2013 Rivers-Marie Winery Cabernet Sauvignon, Napa Valley, Panek Vineyard ($90) - This 100% Cabernet from hillsides above St. Helena, offered a semi-opaque ruby color and a dark fruited nose of blackberry, cherry and cassis with scents of crushed roses, lavender, violets and clove. The flavors, as well, were intense, marked by notes of licorice, dark chocolate and mountainside minerals. The back revealed sensations of macerated berries, toffee, graphite and toasty oak, followed by a long, complex finish. 19+/20 points. Still dark and brooding, this has the potential to advance to 19.5/20 points with 5-10 years aging.

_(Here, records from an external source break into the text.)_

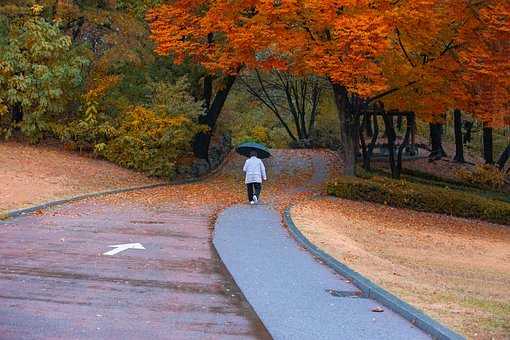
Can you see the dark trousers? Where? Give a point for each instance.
(253, 189)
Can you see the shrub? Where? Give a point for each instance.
(403, 194)
(150, 142)
(485, 176)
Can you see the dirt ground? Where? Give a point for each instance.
(30, 175)
(456, 270)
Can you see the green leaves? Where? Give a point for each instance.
(38, 70)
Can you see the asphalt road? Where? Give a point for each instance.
(295, 295)
(55, 282)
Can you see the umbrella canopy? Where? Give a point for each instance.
(246, 148)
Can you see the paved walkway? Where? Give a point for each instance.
(56, 284)
(295, 296)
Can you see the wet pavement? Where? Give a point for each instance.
(55, 282)
(296, 296)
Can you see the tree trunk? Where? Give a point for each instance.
(405, 142)
(503, 158)
(436, 131)
(392, 136)
(459, 143)
(487, 145)
(202, 140)
(368, 125)
(348, 128)
(369, 150)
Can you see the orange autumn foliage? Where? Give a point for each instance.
(422, 55)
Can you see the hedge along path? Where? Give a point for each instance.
(428, 198)
(175, 287)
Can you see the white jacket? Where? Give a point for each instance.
(255, 170)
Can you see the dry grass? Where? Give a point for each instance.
(30, 175)
(456, 270)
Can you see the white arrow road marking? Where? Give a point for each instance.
(122, 247)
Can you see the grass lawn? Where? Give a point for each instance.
(456, 270)
(30, 175)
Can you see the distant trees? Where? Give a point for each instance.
(293, 100)
(38, 71)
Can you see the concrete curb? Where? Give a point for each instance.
(415, 316)
(49, 204)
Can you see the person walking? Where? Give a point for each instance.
(255, 173)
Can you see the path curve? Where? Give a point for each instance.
(55, 281)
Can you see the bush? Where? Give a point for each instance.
(150, 142)
(486, 176)
(403, 194)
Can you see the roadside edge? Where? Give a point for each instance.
(372, 290)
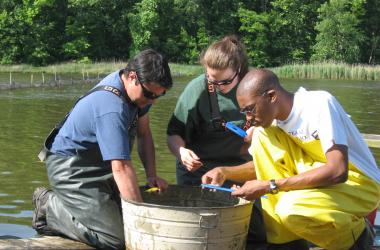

2012 Waterbrook Winery "Icon" Cabernet Sauvignon, Walla Walla Valley ($45) - From the Spring Valley, north of Walla Walla, this showed a deep purplish color and a distinct varietal nose of blackberry, cherry, cassis, crushed roses, tobacco, sage and incense. The flavors mirrored the aromatics with well structured dark fruits that were intermixed with licorice, dark chocolate, French roast and minerals. The intensity continued on the back with notes of roasted berries and nut, toffee and integrated oak, followed by a lingering firm, yet ripe, tannin finish. 19/20 points.
All these wines were admirable, but what is striking is how well the Walla Walla Valley wines showed in comparison to the other much higher priced wines. I loved the Pavillon Rouge, but is it really worth $200? And the Napa Valley and Chilean wines cost twice the WWV ones.